How could any of this have happened? Did an enraged interior decorator stumble accidentally into the house, see the crappy tablecloth and stuff it through the dog door? Possible. The nylon loop could be a bracelet! But why would it have the phone number of the offending house if it's the designer's bracelet? Did the dogs decide to have a picnic outdoors and try to do it up nice? Did they want a tablecloth to set plates of cat poop on? Then they got distracted because a bug flew by?

So Lynda and Lorenzo would go question a bunch of people and stuff and there would be technicians and stuff.

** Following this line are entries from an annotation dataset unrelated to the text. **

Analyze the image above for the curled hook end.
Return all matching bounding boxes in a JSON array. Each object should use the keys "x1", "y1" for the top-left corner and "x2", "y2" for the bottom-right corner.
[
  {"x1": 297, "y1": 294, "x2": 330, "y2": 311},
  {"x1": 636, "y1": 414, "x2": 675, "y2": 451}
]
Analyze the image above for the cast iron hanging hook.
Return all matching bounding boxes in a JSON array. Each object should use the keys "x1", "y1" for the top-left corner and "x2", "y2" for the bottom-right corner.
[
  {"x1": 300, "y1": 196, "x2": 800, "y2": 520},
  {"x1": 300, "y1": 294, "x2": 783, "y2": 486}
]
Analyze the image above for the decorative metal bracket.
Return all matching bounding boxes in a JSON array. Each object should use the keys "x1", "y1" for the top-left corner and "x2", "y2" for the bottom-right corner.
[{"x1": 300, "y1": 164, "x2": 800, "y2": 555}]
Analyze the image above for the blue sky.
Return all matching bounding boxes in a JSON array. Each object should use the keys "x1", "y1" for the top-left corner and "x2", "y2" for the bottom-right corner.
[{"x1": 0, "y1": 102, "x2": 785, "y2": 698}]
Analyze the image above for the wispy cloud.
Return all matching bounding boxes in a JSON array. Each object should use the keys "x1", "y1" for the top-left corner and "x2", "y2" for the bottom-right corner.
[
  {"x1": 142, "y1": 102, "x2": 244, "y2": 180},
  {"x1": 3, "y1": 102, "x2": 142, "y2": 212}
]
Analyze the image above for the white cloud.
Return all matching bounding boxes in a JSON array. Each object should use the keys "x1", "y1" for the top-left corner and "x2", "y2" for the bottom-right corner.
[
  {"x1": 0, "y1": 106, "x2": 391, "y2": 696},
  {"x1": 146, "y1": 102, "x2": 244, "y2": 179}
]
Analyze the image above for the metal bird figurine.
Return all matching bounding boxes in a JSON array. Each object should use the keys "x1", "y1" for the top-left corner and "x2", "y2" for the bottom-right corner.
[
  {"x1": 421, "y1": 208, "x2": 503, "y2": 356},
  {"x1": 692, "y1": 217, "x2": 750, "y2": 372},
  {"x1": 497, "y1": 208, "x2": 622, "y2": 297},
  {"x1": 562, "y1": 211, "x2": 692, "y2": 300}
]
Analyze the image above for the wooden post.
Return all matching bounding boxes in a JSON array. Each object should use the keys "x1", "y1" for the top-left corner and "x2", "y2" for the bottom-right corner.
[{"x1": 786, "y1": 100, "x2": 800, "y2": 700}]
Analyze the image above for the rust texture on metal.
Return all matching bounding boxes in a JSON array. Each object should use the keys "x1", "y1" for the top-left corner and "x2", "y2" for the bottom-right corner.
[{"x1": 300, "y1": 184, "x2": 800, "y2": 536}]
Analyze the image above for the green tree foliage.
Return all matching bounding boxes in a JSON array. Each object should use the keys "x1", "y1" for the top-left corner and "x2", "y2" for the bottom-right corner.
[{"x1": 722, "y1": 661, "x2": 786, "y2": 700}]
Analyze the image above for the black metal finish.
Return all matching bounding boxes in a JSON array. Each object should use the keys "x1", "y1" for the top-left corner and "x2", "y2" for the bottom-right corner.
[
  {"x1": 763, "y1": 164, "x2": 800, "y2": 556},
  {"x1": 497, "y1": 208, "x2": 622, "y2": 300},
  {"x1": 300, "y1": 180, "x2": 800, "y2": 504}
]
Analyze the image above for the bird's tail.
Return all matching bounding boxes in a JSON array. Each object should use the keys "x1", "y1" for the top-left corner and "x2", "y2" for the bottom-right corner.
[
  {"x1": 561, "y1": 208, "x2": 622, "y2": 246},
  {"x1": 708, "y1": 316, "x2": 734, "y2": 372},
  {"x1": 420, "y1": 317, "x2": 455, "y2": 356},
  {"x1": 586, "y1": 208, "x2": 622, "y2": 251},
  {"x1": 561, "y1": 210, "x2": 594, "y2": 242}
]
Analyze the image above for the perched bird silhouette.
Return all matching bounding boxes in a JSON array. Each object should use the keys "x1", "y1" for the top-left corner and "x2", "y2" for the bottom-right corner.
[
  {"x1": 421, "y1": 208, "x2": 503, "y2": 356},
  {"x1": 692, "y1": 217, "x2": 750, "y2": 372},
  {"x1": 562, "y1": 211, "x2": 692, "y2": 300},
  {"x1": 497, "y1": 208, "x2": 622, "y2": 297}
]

Then someone would realize that the following scenario had occurred:

A small black kitten had been sleeping on a pile of laundry that included the tablecloth. See? Lots of kitten hair to support this contention. When the kitten awoke, its collar (the nylon loop) had become entangled in the loose weave of the tablecloth. The kitten, not knowing why the tablecloth was yanking on its neck, panicked and began to run. The tablecloth followed along behind the kitten. The kitten attempted to escape the tablecloth's clutches by running outside. The tablecloth got stuck in the dog door as it swung shut, forcing the kitten to back out of its collar and run for its life.

This, dear reader (I'm pretty sure that the singular is correct here), is money in someone's pocket.

I have another one. There's this lady who walks her dogs every day (twice a day) and one day her dogs find a human corpse! In the woods! And the lady had to solve the murder after prying her dogs' jaws off the body, because when you're a Trash Hound, meat is meat. Of course, the police have to meddle in all of the cases, but the lady is the one who always really solves the crime. And another time the dogs find a whole bunch of heroin, and the lady keeps a little bit of it to slow that one dog down a little because sometimes you just can't take that much BUSY and you need a break. But she solves that crime, too. I'm clearly in the wrong business.